Le gouvernement aurait-il été trop pessimiste dans ses prévisions économiques post-coronavirus ? La question se poserait presque à la lecture de l’avis rendu ce mercredi par le Haut Conseil des finances publiques, qui porte sur le troisième projet de loi de Finances rectificative (PLFR) présenté ce jour en Conseil des ministres.
D’ordinaire, ces sages budgétaires sont prompts à dénoncer les hypothèses optimistes prises par les gouvernements, quels qu’ils soient, pour enjoliver leurs comptes publics. Mais ici, leur position serait plutôt à front renversé : le Haut Conseil « considère prudente la prévision du gouvernement d’un recul de l’activité de 11 % en 2020 », et juge qu’il est possible que les conditions actuelles « conduisent à une récession moins marquée », est-il écrit dans cet avis.
Motifs d’espoir
Contrairement au deuxième PLFR voté en avril où l’exécutif espérait encore une reprise rapide au deuxième semestre , il a cette fois basé ses prévisions sur une « activité au second semestre nettement en dessous de son niveau de la fin 2019 », comme le relèvent les sages budgétaires. C’est ce qui explique que la récession soit attendue à -11 %, contre -8 % il y a deux mois.
Mais le Haut Conseil voit pourtant quelques motifs d’espoirs. Il y a d’abord « la poursuite de l’évolution favorable du contexte sanitaire ». qui pourrait accélérer la reprise. Une opinion pas si éloignée de celle exprimée par Geoffroy Roux de Bézieux dans « Les Echos », disant « refuser de considérer les destructions massives d’emplois comme acquises ».
Epargne des ménages
Ensuite il n’est pas dit que les ménages ne retrouvent pas plus vite le goût de la consommation. Plus de 100 milliards d’euros ont gonflé leur épargne durant le confinement. « Le gouvernement prévoit un simple retour à la normale du comportement d’épargne des ménages, sans aucune utilisation de ce surcroît d’épargne, ce qui limite ainsi l’ampleur du rebond de la consommation », écrit le Haut Conseil. Mais celui-ci considère que « le taux d’épargne pourrait être inférieur au niveau exceptionnellement élevé prévu par le gouvernement pour 2020 (23,2 % contre 14,9 % en 2019), et donc la consommation plus élevée ».
Du coup les sages budgétaires n’excluent pas une récession moins forte, et jugent également que « que le niveau de l’emploi pourrait être un peu plus élevé que prévu par le gouvernement ».

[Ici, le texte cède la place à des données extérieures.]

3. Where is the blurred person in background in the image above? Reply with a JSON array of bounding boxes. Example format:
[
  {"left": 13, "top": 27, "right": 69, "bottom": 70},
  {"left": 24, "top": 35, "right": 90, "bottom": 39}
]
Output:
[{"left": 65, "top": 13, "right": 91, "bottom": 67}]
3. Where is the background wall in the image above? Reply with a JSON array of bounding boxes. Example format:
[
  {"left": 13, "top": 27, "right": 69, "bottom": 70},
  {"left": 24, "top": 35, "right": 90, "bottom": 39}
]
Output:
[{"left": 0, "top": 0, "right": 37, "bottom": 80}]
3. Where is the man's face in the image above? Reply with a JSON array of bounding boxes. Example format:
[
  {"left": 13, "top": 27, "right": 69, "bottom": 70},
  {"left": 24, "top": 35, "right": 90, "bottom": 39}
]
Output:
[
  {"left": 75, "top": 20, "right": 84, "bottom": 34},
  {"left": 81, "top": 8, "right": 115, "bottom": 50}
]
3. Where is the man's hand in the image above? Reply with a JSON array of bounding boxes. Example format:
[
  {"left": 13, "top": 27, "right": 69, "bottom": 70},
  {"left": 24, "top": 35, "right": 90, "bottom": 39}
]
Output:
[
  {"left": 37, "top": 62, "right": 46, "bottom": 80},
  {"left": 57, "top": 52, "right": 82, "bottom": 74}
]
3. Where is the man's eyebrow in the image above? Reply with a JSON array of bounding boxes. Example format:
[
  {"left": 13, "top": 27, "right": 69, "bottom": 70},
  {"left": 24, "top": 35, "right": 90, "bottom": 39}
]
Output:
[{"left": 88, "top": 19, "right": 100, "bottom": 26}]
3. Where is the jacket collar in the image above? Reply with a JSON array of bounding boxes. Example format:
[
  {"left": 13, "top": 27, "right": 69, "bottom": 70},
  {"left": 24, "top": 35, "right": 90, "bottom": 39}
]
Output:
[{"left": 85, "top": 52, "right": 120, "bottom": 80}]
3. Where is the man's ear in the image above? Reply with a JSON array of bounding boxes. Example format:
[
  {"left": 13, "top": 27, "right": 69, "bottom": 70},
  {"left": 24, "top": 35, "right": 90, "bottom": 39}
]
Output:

Déficit toujours très haut
Pour autant, ce léger regain d’optimisme ne vaut pas pour la situation des comptes publics. Certes, les recettes pourraient finalement résister un peu par rapport à la chute annoncée, grâce à ce possible léger mieux de l’activité. Mais le Haut Conseil note que « les mesures de soutien de l’activité annoncées par le gouvernement, notamment des plans sectoriels de relance, n’ont pas toutes été traduites dans ce PLFR ». En outre, « une partie des mesures que le gouvernement considère comme n’ayant pas d’effet direct sur le solde pourrait finalement avoir un impact sur le déficit dès cette année », est-il écrit. En clair, pas de quoi remettre en question la prévision d’un déficit à 11,4 % du PIB.
La lecture de cet avis permet de constater que le gouvernement a désormais engagé 133,5 milliards d’euros en réponse à la crise du coronavirus – le montant était de 110 milliards mi-avril . Sur ce total, 57 milliards auront un impact direct sur le déficit (un bond de 15 milliards par rapport au deuxième PLFR), le reste relevant notamment de mesures de trésorerie. Au total, « la dépense publique croîtrait ainsi de 6,4 % en valeur en 2020, après 2,3 % en 2019 », et représenterait fin 2020 63,6 % du PIB, « un niveau jamais atteint au cours de ces 70 dernières années ».
Quant à la dette publique, elle est attendue à 120,9 % du PIB fin 2020. « Depuis la création de l’euro en 1999 et jusqu’à l’an dernier, un tel niveau de dette n’avait été atteint au sein de la zone euro que par très peu de pays », juge le Haut Conseil qui appelle à « une vigilance particulière » sur le sujet.